The Mahardika also hopes the Comelec would declare that the conduct of the first Bangsamoro Parliamentary Elections (BPE) scheduled for October 13 is “no longer feasible” and that it would postpone the election “to a date most conducive to the conduct of a free, orderly, honest, peaceful, and credible election after the cessation of the causes for such postponement.”

The Supreme Court on September 15 issued a TRO barring the Comelec and the Bangsamoro Transition Authority (BTA) from implementing Bangsamoro Autonomy Act (BAA) 77 or the redistricting law that reallocated the seven seats originally intended for Sulu, pending the final resolution of the two petitions filed before the Supreme Court.

The SC ruling was announced on September 16. On September 17, the Comelec en banc passed a resolution suspending all preparations for the October 13 polls, citing the TRO and claiming there is no law governing the first BPE because BAA 58, which was its basis for the parliamentary district seat election, was repealed by BAA 77.

On September 25, Comelec chair George Erwin Garcia said their Project Management Office informed them that it is not only a “legal impossibility (but also) factually impossible” to hold the elections on October 13 because there is no more time to go around the five provinces of the BARMM to, among others, conduct voters’ education.

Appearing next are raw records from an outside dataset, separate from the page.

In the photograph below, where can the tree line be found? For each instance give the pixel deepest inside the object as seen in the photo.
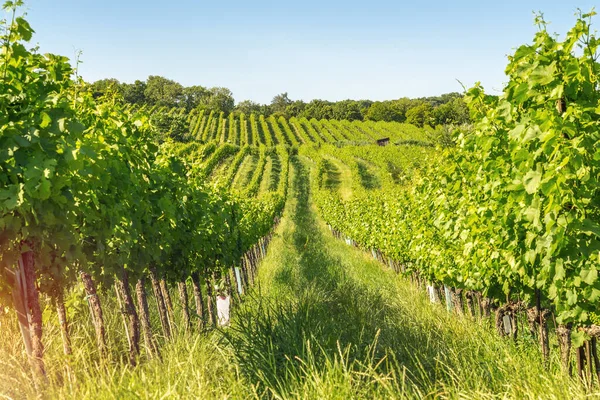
(445, 109)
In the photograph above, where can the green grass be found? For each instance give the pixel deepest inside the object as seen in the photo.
(325, 321)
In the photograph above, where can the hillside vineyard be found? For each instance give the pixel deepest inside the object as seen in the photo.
(117, 215)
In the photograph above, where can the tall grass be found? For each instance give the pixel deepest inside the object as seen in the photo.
(325, 321)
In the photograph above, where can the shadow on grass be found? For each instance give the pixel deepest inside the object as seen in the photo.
(333, 316)
(368, 180)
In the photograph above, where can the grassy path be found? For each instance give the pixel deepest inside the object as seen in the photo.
(326, 321)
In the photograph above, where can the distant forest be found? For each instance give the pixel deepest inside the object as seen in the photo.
(156, 90)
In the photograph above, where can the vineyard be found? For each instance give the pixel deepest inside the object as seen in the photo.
(438, 263)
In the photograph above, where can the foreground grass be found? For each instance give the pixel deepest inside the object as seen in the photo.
(325, 321)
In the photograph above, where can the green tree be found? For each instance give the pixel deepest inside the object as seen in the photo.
(420, 115)
(134, 93)
(280, 103)
(193, 96)
(248, 107)
(163, 91)
(219, 99)
(104, 86)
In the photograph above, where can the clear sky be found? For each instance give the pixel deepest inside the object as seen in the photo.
(329, 50)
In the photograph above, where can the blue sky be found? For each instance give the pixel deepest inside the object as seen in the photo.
(330, 50)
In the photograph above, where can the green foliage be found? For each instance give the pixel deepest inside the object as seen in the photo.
(169, 126)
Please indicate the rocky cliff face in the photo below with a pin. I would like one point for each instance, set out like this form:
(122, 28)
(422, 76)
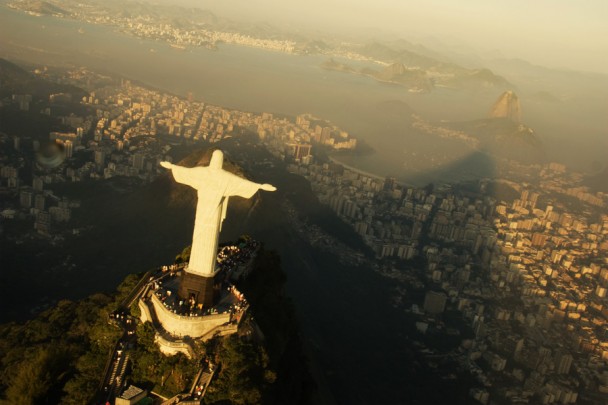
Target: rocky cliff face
(507, 106)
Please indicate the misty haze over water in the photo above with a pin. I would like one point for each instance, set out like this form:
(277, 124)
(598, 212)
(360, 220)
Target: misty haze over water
(251, 79)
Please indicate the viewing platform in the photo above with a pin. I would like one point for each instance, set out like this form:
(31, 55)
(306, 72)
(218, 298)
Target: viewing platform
(179, 320)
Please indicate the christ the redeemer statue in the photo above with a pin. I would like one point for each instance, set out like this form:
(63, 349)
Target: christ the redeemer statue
(214, 186)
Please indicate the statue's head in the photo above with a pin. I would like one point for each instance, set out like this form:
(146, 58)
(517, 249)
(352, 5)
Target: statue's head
(217, 159)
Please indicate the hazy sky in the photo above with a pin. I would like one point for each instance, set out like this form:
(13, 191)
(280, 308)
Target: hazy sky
(555, 33)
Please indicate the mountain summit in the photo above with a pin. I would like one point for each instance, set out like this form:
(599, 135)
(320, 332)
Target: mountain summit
(507, 106)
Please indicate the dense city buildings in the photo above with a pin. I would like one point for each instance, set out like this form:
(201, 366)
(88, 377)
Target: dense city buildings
(520, 260)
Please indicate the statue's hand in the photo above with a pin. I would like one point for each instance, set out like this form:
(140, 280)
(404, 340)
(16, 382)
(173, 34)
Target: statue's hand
(268, 187)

The Comelec also could no longer explain to the voters that some candidates they had wanted to vote for now belong to another district.

The Comelec, in Resolution 25-1034 issued on September 25, said the legal issue confronting the Commission is whether the issuance of the TRO and the question of what law to apply for the conduct of the BPE may be considered as force majeure, sufficient to invoke Section 5 of Batas Pambansa Blg. 881 or the Omnibus Election Code.

The resolution gave all political parties, sectoral organizations, candidates, election stakeholders and citizens’ arms a non-extendible period of 48 hours to submit a comment on the force majeure issue, after which the issue of the existence of force majeure in relation to the October 13 polls “shall be resolved by the Commission with or without the submission of comments.”

The MILF’s political party – the United Bangsamoro Justice Party (UBJP) – said alluding to the TRO issued by the Supreme Court as a situation falling under force majeure is “legally untenable.”

The Bangsamoro Party (BaPa), the political party of the MNLF under Muslimin Sema has a similar stand.

“The issuance of the TRO and the question of what law to apply on the conduct of the BPE cannot be considered as force majeure which will warrant the suspension of the 13 Oct 2025 BARMM parliamentary elections,” it said.

There are seven regional parliamentary political parties in the Bangsamoro: the MLF’s UBJP, MNLF-Sema’s BaPa, MNLF-Nur’s Mahardika, BARMM Grand Coalition (BGC), Moro Ako Party (Moro Ako), Progresibong Bangsamoro Party (PRO BM), and Bangsamoro People’s (Raayat) Democratic Party (RDP).